Pan-European cable company Liberty Global has announced a $23.3 billion acquisition of the UK’s Virgin Media that looks set to shake up the country’s telecoms, broadband and pay-TV markets.
The transaction includes a mixture of cash and Liberty Global (Amsterdam, Netherlands) shares and values Virgin Media (Hook, UK) at $47.87 a share – 24% higher than its closing price on February 4.
The deal will increase Liberty Global’s customer base to 25 million and give the company a major presence in one of Europe’s biggest markets.
“After the deal, roughly 80% of Liberty Global’s revenue will come from just five attractive and strong countries – the UK, Germany, Belgium, Switzerland and the Netherlands,” said Mike Fries, the president and chief executive of Liberty Global.
Fries expects the tie-up to yield cost savings of about $180 million a year on full integration. “But just as importantly, Virgin Media’s market-leading innovation and product expertise, particularly in mobile and B2B, will accelerate the development of these business segments,” he said.

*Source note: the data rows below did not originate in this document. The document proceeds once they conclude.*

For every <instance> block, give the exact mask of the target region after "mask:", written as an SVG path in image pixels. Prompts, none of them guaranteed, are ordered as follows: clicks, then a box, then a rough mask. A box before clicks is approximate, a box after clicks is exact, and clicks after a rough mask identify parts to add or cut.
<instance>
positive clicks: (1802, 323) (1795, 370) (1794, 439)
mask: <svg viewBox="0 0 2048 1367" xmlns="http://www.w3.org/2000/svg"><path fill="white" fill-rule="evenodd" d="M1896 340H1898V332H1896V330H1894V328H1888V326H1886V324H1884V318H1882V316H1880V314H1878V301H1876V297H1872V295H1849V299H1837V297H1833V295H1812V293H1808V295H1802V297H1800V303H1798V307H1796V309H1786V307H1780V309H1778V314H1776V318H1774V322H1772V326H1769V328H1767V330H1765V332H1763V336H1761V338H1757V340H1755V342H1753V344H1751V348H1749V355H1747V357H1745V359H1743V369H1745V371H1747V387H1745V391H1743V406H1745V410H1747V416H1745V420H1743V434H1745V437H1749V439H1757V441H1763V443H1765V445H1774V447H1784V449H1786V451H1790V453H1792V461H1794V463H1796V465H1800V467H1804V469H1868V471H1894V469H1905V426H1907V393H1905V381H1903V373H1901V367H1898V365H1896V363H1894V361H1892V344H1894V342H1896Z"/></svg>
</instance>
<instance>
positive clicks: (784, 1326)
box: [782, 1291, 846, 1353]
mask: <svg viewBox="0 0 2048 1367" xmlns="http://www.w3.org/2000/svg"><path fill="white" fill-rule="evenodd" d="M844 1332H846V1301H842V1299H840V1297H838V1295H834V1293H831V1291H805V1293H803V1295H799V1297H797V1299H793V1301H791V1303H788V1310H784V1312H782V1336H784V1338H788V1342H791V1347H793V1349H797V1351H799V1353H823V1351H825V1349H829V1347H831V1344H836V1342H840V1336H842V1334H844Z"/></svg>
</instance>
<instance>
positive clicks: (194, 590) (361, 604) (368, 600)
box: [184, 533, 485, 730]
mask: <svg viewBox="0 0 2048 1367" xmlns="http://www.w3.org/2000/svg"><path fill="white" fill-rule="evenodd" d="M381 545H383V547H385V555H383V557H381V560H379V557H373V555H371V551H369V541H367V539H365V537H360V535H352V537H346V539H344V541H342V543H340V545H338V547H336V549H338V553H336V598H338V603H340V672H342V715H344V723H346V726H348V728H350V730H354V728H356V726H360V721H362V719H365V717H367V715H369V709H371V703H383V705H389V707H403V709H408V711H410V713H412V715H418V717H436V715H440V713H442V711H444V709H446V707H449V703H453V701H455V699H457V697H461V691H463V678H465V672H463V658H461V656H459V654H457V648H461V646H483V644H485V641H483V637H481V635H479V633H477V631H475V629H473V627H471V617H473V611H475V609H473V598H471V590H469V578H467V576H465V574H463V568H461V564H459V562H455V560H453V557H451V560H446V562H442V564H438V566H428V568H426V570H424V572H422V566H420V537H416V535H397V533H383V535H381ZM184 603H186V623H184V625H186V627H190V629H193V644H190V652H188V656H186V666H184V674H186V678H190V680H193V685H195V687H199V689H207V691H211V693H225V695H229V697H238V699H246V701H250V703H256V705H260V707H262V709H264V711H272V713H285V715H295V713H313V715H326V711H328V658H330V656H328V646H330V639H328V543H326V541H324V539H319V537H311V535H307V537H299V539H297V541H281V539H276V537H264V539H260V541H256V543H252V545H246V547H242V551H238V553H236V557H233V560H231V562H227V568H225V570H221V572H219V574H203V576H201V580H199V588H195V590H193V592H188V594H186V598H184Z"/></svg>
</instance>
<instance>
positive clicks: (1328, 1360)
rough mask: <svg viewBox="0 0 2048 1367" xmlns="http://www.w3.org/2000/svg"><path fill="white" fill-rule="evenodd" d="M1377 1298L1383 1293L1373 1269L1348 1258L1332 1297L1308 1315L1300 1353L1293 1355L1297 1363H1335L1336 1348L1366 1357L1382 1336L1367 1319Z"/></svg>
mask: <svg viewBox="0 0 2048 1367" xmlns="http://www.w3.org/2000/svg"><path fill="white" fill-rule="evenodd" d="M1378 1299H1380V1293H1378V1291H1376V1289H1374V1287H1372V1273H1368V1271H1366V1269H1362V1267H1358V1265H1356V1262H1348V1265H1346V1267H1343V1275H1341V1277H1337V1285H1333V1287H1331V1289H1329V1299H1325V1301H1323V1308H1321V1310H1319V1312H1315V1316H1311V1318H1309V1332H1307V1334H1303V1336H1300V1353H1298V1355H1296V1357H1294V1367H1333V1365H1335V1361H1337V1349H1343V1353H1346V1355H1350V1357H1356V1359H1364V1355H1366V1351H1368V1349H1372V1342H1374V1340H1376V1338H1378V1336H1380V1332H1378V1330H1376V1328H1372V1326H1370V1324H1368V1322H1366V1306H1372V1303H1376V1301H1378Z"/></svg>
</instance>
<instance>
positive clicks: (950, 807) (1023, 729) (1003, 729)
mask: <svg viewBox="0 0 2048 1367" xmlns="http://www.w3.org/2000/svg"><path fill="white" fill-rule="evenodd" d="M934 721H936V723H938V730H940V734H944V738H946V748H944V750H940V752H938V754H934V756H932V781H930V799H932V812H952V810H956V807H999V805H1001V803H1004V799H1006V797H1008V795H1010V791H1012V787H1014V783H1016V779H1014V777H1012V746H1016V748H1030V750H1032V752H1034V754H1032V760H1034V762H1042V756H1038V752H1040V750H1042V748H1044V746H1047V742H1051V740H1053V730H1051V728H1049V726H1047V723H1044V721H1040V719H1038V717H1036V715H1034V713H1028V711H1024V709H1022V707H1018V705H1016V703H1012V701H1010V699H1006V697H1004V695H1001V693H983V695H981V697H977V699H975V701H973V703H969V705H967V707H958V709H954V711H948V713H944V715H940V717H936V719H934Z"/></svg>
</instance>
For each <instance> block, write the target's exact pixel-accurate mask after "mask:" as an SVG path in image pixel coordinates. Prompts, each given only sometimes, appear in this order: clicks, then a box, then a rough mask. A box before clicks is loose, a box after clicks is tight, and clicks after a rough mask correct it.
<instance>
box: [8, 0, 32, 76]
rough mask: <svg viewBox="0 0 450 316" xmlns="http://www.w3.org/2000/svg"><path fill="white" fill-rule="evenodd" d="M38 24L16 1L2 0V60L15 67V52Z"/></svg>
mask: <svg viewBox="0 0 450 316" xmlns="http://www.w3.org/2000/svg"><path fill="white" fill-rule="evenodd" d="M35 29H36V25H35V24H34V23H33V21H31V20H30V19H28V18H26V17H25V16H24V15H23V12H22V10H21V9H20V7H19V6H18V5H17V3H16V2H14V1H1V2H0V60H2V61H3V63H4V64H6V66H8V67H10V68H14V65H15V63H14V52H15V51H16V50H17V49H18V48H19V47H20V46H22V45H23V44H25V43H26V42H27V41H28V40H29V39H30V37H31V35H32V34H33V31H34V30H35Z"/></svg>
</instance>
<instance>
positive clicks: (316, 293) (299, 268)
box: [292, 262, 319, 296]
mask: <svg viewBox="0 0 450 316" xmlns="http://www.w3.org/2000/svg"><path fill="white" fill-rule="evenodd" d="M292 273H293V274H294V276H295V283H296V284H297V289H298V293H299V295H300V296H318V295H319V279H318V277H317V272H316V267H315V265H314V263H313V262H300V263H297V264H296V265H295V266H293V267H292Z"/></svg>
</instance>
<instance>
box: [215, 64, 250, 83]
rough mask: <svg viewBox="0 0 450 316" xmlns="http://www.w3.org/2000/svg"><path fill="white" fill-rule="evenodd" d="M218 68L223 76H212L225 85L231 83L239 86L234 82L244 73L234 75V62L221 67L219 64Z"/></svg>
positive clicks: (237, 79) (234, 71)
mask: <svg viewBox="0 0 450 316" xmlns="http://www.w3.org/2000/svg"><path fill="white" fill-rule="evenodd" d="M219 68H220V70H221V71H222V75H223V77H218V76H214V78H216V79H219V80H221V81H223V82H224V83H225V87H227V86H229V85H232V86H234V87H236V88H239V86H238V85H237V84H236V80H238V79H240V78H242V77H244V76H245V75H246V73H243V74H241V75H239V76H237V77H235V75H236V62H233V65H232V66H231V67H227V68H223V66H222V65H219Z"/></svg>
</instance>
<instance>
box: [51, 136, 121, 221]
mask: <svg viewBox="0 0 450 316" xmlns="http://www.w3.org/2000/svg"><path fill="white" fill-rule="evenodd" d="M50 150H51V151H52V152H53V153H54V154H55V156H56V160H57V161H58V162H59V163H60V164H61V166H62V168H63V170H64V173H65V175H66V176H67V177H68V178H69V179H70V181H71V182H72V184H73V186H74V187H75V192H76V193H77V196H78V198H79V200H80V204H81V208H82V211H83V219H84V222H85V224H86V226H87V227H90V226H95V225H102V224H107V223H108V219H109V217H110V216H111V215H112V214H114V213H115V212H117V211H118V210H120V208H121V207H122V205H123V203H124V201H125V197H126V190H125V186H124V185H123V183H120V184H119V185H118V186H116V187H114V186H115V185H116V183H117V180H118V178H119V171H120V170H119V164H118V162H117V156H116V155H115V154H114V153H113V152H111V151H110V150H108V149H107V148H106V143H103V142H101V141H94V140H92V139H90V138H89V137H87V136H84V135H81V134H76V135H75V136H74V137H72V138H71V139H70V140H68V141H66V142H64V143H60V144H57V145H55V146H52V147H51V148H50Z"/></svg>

The backing of Liberty Global should also make Virgin Media a stronger rival to Rupert Murdoch’s British Sky Broadcasting (London, UK), which dominates the UK’s pay-TV sector, and will increase the pressure on smaller pay-TV players like BT (London, UK) and TalkTalk (London, UK).
Liberty Global intends to pile another $3 billion on to Virgin Media’s debts to help finance the $5.9 billion cash component of the equity purchase price.
The combined company would have reported revenues of $16.8 billion and operating cash flow of $7.5 billion in 2012, said Virgin Media and Liberty Global in a statement.
News of the deal followed Virgin Media’s publication of fourth-quarter results that showed a 1.6% increase in revenues, to £1.04 billion, but a 1.4% drop in free cash flow, to £138 million.
The dip was blamed on investments made to support higher-speed services, and Fries told analysts that Liberty Global was likely to accelerate that program.
However, he played down speculation the combined company might effectively challenge Sky in the bidding for lucrative sports-broadcasting rights, saying it would be unlikely to change Virgin Media’s strategy with regard to premium content.